Related papers: Differential Privacy of Cross-Attention with Provable Guarantee

Differential Privacy of Cross-Attention with Provable Guarantee

URL: http://arxiv.org/abs/2407.14717v2
Date: Tue, 15 Oct 2024 04:19:15 GMT
Title: Differential Privacy of Cross-Attention with Provable Guarantee
Authors: Yingyu Liang, Zhenmei Shi, Zhao Song, Yufa Zhou,
Abstract summary: We design a novel differential privacy (DP) data structure to address the privacy security of cross-attention with a theoretical guarantee.

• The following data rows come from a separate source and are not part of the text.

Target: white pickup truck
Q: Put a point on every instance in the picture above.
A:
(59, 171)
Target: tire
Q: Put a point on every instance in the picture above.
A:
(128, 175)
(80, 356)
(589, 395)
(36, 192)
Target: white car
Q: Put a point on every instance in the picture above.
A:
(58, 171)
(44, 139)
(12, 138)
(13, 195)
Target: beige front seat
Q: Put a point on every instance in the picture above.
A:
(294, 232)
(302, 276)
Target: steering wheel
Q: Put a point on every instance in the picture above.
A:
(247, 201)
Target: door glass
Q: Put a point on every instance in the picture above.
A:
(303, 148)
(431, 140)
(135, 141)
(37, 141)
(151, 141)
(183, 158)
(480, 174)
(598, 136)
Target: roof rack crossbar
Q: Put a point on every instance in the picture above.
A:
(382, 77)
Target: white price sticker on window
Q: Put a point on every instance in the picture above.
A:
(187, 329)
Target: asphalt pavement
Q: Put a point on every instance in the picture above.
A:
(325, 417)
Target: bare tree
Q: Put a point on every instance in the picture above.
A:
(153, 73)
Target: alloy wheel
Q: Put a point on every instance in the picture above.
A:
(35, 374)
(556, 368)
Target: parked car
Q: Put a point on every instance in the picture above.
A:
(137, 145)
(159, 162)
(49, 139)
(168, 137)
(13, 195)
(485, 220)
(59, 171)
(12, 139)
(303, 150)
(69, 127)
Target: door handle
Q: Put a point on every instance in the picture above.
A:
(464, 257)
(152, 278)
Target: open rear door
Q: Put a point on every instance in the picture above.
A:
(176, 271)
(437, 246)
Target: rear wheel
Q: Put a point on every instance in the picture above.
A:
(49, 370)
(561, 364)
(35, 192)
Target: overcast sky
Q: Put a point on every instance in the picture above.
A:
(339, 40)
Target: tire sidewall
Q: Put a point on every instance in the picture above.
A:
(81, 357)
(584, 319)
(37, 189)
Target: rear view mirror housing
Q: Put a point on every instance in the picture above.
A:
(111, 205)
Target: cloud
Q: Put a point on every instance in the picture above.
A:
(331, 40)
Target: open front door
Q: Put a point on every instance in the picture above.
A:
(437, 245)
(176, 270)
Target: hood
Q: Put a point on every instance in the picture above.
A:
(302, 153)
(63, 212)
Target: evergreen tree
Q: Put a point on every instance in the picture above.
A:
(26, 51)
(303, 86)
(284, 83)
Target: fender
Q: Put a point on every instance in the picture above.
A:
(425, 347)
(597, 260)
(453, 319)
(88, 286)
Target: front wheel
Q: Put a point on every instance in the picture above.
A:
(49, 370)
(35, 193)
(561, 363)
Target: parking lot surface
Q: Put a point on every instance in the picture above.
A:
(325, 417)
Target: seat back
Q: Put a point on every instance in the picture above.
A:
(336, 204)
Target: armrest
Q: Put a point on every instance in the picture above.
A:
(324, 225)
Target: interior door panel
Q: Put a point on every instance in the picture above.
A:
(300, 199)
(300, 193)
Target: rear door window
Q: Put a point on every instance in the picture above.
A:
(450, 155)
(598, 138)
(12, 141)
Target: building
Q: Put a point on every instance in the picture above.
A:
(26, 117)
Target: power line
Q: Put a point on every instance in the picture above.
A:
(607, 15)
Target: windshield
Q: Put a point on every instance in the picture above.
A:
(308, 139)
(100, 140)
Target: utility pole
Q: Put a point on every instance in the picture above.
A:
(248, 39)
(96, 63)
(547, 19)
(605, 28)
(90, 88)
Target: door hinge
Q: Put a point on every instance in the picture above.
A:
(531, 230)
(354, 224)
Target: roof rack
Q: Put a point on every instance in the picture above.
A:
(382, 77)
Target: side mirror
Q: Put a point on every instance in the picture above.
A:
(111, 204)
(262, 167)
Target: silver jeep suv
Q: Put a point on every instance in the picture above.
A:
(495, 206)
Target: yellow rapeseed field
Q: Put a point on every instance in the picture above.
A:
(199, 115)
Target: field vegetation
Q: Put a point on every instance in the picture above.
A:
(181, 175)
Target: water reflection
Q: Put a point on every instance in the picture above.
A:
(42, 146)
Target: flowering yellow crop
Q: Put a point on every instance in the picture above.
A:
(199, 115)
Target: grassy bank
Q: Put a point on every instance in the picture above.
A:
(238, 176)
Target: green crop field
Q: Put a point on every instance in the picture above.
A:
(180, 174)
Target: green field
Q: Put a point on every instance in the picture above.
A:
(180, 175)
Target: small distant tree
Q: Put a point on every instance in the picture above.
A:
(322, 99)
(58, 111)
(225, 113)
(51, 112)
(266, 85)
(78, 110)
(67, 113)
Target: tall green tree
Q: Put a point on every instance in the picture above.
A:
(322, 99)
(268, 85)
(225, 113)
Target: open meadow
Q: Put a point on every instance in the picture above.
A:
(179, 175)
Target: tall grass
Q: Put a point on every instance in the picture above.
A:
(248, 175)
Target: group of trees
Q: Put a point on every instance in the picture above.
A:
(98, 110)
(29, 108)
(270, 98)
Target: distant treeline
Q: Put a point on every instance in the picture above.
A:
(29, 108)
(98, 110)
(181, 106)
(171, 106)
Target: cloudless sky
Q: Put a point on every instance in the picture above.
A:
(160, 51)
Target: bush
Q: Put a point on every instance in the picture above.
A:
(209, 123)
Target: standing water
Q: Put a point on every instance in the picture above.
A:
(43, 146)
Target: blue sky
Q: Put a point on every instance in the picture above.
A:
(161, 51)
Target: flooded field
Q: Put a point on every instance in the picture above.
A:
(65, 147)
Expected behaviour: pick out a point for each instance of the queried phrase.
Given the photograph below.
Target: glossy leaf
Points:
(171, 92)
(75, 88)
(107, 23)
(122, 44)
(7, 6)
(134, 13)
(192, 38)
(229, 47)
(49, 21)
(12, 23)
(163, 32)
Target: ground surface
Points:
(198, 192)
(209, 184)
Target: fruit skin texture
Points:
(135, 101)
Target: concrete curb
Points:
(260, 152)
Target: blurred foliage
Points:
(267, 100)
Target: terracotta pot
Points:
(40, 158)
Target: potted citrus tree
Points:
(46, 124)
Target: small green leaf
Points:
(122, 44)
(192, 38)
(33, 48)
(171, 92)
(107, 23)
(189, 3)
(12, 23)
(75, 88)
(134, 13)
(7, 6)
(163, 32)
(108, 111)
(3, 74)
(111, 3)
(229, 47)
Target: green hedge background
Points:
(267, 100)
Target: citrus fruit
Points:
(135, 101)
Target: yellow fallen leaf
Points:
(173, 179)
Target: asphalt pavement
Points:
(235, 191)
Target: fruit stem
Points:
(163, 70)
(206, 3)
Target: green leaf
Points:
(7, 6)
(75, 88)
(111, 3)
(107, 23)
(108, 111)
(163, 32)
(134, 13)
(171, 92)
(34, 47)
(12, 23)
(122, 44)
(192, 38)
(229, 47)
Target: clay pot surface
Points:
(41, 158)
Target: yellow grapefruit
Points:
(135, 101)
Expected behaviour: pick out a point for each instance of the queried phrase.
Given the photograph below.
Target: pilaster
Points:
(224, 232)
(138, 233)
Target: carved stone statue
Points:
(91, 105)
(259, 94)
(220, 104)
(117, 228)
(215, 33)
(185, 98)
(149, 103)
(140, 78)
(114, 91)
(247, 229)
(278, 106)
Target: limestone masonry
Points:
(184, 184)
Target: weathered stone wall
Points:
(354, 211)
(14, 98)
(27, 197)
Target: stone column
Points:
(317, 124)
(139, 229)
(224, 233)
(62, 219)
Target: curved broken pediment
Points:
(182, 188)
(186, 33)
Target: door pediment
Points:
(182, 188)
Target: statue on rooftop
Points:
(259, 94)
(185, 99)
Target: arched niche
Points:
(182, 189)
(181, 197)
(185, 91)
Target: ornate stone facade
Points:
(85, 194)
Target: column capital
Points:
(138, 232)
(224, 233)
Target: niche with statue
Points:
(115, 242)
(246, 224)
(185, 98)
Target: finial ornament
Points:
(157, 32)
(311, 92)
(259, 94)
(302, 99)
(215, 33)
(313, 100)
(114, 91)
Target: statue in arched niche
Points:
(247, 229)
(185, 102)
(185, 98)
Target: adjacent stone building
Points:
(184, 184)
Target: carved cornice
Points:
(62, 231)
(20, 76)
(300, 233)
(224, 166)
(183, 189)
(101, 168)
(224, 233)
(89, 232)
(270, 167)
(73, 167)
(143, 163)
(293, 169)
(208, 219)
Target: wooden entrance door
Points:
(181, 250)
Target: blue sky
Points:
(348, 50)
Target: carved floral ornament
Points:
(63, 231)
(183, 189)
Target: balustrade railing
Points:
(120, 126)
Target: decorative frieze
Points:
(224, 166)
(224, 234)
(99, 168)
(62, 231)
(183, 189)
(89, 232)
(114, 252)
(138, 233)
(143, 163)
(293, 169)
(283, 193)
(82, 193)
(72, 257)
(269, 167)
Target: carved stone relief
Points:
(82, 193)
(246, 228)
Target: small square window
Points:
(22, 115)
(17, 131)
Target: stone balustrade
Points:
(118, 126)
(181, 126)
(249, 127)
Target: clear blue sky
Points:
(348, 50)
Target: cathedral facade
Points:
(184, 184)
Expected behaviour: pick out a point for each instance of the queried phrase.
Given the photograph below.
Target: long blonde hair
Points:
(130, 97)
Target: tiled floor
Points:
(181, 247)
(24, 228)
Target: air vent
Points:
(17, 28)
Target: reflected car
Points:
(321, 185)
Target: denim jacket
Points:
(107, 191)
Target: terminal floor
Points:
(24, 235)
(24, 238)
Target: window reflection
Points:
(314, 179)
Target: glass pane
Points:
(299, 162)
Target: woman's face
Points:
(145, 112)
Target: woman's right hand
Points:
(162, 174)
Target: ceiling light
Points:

Our result is robust to adaptive queries in which users can intentionally attack the cross-attention system.
Score: 18.331374727331077
License: http://creativecommons.org/licenses/by/4.0/
Abstract: Cross-attention has become a fundamental module nowadays in many important artificial intelligence applications, e.g., retrieval-augmented generation (RAG), system prompt, guided stable diffusion, and many more. Ensuring cross-attention privacy is crucial and urgently needed because its key and value matrices may contain sensitive information about model providers and their users. In this work, we design a novel differential privacy (DP) data structure to address the privacy security of cross-attention with a theoretical guarantee. In detail, let $n$ be the input token length of system prompt/RAG data, $d$ be the feature dimension, $0 < \alpha \le 1$ be the relative error parameter, $R$ be the maximum value of the query and key matrices, $R_w$ be the maximum value of the value matrix, and $r,s,\epsilon_s$ be parameters of polynomial kernel methods. Then, our data structure requires $\widetilde{O}(ndr^2)$ memory consumption with $\widetilde{O}(nr^2)$ initialization time complexity and $\widetilde{O}(\alpha^{-1} r^2)$ query time complexity for a single token query. In addition, our data structure can guarantee that the process of answering user query satisfies $(\epsilon, \delta)$-DP with $\widetilde{O}(n^{-1} \epsilon^{-1} \alpha^{-1/2} R^{2s} R_w r^2)$ additive error and $n^{-1} (\alpha + \epsilon_s)$ relative error between our output and the true answer. Furthermore, our result is robust to adaptive queries in which users can intentionally attack the cross-attention system. To our knowledge, this is the first work to provide DP for cross-attention and is promising to inspire more privacy algorithm design in large generative models (LGMs).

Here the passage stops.